ScType scores every cell, summarizing the transformed and weighted expression of markers for each cell type. This generates a matrix with the dimensions cell types x cells.

es.max <- sctype_score(GetAssayData(experiment.aggregate, layer = "scale"),
                       scaled = TRUE,
                       gs = gs.list$gs_positive,
                       gs2 = gs.list$gs_negative)
# cell type scores of first cell
es.max[,1]
##         Smooth muscle cells              Lymphoid cells 
##                  -0.3636781                  -0.1108393 
## Intestinal epithelial cells                    ENS glia 
##                  -0.4479756                  -0.1363974 
##  Vascular endothelial cells               Stromal cells 
##                  -0.1014542                  -0.1532908 
## Lymphatic endothelial cells                  Tuft cells 
##                   2.1557870                   0.6969473

Score clusters

The “ScType score” of each cluster is calculated by summing the cell-level scores within each cluster. The cell type with the largest (positive) score is the most highly enriched cell type for that cluster.

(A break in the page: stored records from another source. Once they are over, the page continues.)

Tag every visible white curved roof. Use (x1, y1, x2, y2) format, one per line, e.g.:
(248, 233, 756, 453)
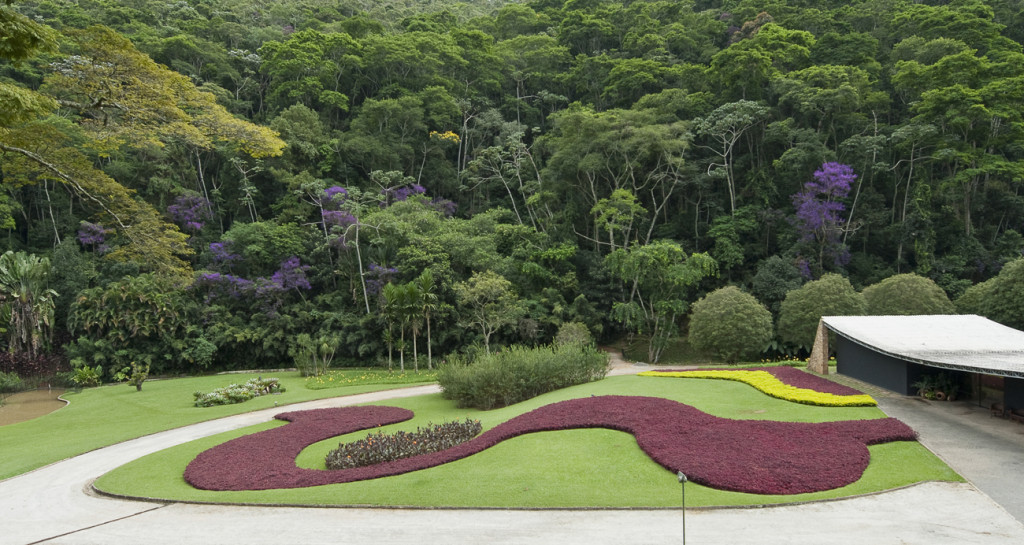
(822, 315, 1024, 378)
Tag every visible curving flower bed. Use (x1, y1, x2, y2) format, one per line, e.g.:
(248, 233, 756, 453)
(639, 367, 876, 407)
(184, 396, 915, 495)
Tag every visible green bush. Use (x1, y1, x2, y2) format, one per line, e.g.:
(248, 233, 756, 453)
(777, 274, 866, 352)
(437, 344, 609, 410)
(193, 377, 285, 407)
(688, 286, 773, 363)
(862, 273, 954, 315)
(325, 419, 482, 470)
(955, 278, 993, 315)
(553, 321, 593, 346)
(67, 273, 209, 375)
(71, 365, 102, 388)
(958, 258, 1024, 330)
(751, 256, 804, 315)
(289, 333, 339, 377)
(0, 371, 25, 393)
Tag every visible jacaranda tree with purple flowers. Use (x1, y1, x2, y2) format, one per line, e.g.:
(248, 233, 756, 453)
(76, 222, 109, 254)
(791, 162, 857, 276)
(167, 194, 214, 233)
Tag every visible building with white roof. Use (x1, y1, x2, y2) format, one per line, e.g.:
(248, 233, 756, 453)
(817, 315, 1024, 408)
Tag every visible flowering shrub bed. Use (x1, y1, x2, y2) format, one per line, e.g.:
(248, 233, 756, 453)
(306, 370, 439, 390)
(184, 396, 915, 494)
(639, 367, 876, 407)
(193, 377, 284, 407)
(325, 419, 482, 470)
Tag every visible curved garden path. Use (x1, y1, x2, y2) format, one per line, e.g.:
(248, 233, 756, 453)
(2, 368, 1023, 544)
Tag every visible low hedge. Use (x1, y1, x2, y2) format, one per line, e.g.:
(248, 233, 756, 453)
(437, 344, 608, 410)
(640, 368, 876, 407)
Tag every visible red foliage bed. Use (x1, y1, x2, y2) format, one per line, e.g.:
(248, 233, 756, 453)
(184, 395, 915, 495)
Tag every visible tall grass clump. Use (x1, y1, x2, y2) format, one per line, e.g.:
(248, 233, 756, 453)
(437, 343, 608, 410)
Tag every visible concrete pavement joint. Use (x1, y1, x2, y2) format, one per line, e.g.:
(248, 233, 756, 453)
(25, 504, 167, 545)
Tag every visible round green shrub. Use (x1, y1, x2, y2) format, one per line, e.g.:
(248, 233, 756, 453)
(688, 286, 773, 363)
(955, 278, 994, 315)
(777, 273, 866, 352)
(862, 273, 954, 315)
(959, 258, 1024, 330)
(751, 256, 804, 315)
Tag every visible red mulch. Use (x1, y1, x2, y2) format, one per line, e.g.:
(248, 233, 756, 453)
(184, 396, 915, 495)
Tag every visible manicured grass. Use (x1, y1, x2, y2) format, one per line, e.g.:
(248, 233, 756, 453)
(0, 369, 437, 480)
(94, 375, 962, 507)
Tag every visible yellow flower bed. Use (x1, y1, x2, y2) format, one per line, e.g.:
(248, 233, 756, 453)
(639, 370, 876, 407)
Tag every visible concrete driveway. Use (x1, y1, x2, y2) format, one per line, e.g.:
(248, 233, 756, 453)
(3, 378, 1024, 545)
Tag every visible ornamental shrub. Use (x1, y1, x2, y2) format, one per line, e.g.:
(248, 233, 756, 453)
(688, 286, 773, 363)
(777, 273, 866, 352)
(955, 278, 993, 315)
(862, 273, 954, 315)
(325, 418, 482, 470)
(958, 258, 1024, 330)
(193, 377, 284, 407)
(437, 343, 608, 410)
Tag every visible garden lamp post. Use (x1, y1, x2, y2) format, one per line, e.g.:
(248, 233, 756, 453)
(678, 471, 688, 544)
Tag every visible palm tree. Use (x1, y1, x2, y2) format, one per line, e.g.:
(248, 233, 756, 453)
(0, 251, 58, 357)
(406, 282, 423, 372)
(416, 270, 438, 369)
(381, 282, 399, 371)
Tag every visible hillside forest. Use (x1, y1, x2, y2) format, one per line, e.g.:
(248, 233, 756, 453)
(2, 0, 1024, 379)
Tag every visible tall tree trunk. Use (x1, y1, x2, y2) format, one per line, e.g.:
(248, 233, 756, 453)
(426, 314, 432, 369)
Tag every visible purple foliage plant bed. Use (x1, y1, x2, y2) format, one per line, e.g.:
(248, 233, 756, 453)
(649, 366, 865, 396)
(185, 396, 916, 495)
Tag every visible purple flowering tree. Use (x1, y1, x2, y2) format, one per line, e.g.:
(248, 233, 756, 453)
(791, 162, 857, 276)
(168, 194, 214, 233)
(77, 222, 110, 253)
(208, 241, 242, 270)
(194, 256, 311, 312)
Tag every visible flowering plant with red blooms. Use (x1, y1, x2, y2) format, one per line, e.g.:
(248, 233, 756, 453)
(184, 396, 915, 495)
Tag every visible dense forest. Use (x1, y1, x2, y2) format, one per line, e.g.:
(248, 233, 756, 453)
(2, 0, 1024, 378)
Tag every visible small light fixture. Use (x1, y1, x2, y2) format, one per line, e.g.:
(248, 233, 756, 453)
(678, 471, 688, 544)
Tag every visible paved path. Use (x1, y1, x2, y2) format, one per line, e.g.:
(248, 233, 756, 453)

clusters <- sort(unique(experiment.aggregate$subcluster))
tmp <- lapply(clusters, function(cluster){
  es.max.cluster = sort(rowSums(es.max[, experiment.aggregate$subcluster == cluster]), decreasing = TRUE)
  out = head(data.frame(subcluster = cluster,
                        ScType = names(es.max.cluster),
                        scores = es.max.cluster,
                        ncells = sum(experiment.aggregate$subcluster == cluster)))
  out$rank = 1:length(out$scores)
  return(out)
})
cluster.ScType <- do.call("rbind", tmp)
cluster.ScType %>%
  pivot_wider(id_cols = subcluster,
              names_from = ScType,
              values_from = scores) %>%
  kable() %>%
  kable_styling(bootstrap_options = c("striped"), fixed_thead = TRUE)
subcluster Lymphatic endothelial cells ENS glia Lymphoid cells Vascular endothelial cells Stromal cells Smooth muscle cells Tuft cells Intestinal epithelial cells
0 87.7378776 -5.604127 -100.553219 -110.834542 -134.7583553 -160.546668 NA NA
1 NA -20.493367 -86.545933 -58.613385 -95.9900018 266.466891 276.54233 NA
2 -19.4149079 41.549581 -37.805579 -44.034424 -96.3785689 NA NA -39.581128
3 NA -13.676205 -22.021587 31.148505 -30.4911573 -4.270566 NA 139.287912
4 118.6766979 -57.538190 -31.830609 -47.293829 -31.1877105 NA -39.64303 NA
5_0 -2.1521834 6.739549 -32.525223 -34.517383 -45.1453270 NA NA -99.447739
5_1 6.6622500 NA 3.787856 -8.950350 -9.8834830 NA 27.57278 82.371743
5_2 -16.8508058 -5.342219 -4.376185 -8.756197 -0.2337756 NA NA -9.098947
5_3 30.1754620 -1.354951 -5.832314 -5.169916 -7.2313034 NA -14.39365 NA
6 87.0996915 NA -14.926685 -38.410281 -30.5241198 NA 258.86783 263.174753
7 43.2487916 8.538654 NA -11.153706 -29.2848852 -8.402164 34.97969 NA
8 32.5489313 18.638932 1.528065 23.905926 539.0313173 512.913159 NA NA
9 NA 9.689404 -11.593291 -2.777240 -17.8104451 NA -27.71397 546.455908
10 -15.3437347 20.659288 329.428586 28.334859 -20.7395694 NA 149.27955 NA
13 -0.9443133 46.375058 5.309052 220.704912 -13.7513072 NA 211.30776 NA
14 -3.9295706 -3.319804 -2.833958 -2.579368 -3.5508860 -7.890572 NA NA
cluster.ScType.top <- cluster.ScType %>%
  filter(rank == 1) %>%
  select(subcluster, ncells, ScType, scores)
rownames(cluster.ScType.top) <- cluster.ScType.top$subcluster
cluster.ScType.top <- cluster.ScType.top %>%
  rename("score" = scores)

Once the scores have been calculated for each cluster, they can be added to the Seurat object.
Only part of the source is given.